In my article on the legs of springtails, I featured a video that showed the use of the legs when grooming. But the legs are not an exclusive tool. Indeed, the vesicles also play a role during the toilet. Springtails have a strong propensity for cleanliness. They do their cleaning job tirelessly when they are stationary. From observations, springtails typically clean their antennae more than 80 times per hour for 2 to 5 seconds each time. Researchers have also found that the most frequently cleaned parts are the antennae. An experiment with Sminthurus viridis also suggests that the vesicles are used to carry water droplets, retained by body hair, to the mouth. Given that springtails inhabit the ground, on which they encounter a multitude of particles of various kinds, they use the properties of their ventral tube to frequently eliminate these particles or the water droplets which attach themselves to their body or disturb certain of their sense organs.

(A) and (B): Collembola cleanses its body with the eversible vesicles.

(C): The reversible vesicle cleans an antenna.

(D): springtail inserts its eversible vesicles into the soil to absorb moisture (scale bar = 0.05 mm).

The movement of the eversible vesicles :

Anatomical experiments show the presence of four retractable muscle rods in the body.These muscle rods control the eversible vesicles and help them expand and retract rapidly. Eversible vesicles move very quickly; for example, they usually take less than three seconds to fully expand and retract when cleaning the body.
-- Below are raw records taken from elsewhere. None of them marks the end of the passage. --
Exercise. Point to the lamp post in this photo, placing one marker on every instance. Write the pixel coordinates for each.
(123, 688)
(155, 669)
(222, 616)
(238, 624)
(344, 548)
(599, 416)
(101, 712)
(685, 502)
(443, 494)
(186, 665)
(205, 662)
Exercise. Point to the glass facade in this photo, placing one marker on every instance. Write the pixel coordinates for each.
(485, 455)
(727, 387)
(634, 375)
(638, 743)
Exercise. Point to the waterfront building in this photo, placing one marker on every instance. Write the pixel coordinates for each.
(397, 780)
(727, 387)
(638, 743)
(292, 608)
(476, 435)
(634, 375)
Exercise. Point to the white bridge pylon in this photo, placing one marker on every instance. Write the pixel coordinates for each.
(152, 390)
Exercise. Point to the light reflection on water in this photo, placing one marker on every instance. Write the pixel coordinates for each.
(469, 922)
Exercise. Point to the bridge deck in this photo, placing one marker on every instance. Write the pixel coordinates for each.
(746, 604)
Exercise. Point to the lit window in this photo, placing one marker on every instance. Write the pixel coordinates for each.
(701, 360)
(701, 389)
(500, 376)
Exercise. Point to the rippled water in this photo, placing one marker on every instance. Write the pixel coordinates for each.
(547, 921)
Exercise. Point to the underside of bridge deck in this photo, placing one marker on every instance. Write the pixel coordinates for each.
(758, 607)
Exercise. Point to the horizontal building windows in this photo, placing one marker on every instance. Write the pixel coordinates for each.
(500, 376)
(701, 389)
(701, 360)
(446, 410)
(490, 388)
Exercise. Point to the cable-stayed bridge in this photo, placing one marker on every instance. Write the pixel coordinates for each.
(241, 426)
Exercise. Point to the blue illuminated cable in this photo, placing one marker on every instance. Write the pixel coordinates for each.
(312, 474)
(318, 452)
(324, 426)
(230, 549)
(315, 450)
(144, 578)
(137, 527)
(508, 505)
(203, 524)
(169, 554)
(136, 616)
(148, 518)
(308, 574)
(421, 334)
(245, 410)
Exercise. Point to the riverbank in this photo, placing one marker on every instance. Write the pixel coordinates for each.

Fig.A: Extension movements of the vesicles. The eversible vesicles absorb water directly.

Fig.B: The springtail stands on the vesicles that are reversible in water.

Fig.C: The eversible vesicles help the mouth parts to absorb liquid food.

Fig.D: The eversible vesicles cleanse the head.

The vesicle tissues are soft, flexible and easy to control by springtail, which allows them to perform their various functions. Their hyaline appearance results from an absence of pigmentation. Previous morphological studies, mainly focused on the base of the ventral tube, from dead specimens, did not show the eversible vesicles which were, most of the time, retracted in the ventral tube and the body cavity. That is why they were rarely observed with ordinary methods. It was therefore difficult, in such conditions, to reveal their structure.

The researchers finally found that the Sminthuridae are the springtail family best endowed with eversible vesicles. Other families indeed have very short vesicles, and some even have a very reduced or retracted ventral tube. This tells us that studying the shape of the eversible vesicles may be useful for the classification and phylogenetic analyzes of springtails.

Prospects: Investigations into the fine structure of vesicles can also help to understand the habits of springtails and to better adapt their integration into programs to control certain crop pests **.



* The black and white diagrams accompanying this article have been retouched in PhotoshopCC and colored by me, in order to respect the graphic spirit of the other articles on this site.

** In this regard, (01-01-2021) I am currently in contact with researchers who are conducting a study on the use of a particular species of springtails which preferentially feed on a fungus that pests plants and seeds (fusarium). The study focuses on the introduction of these springtails on cultivated land with the objective of replacing them with phytosanitary treatments. When the researcher in charge of this study communicates his results to me, they will be the subject of a new article on this site.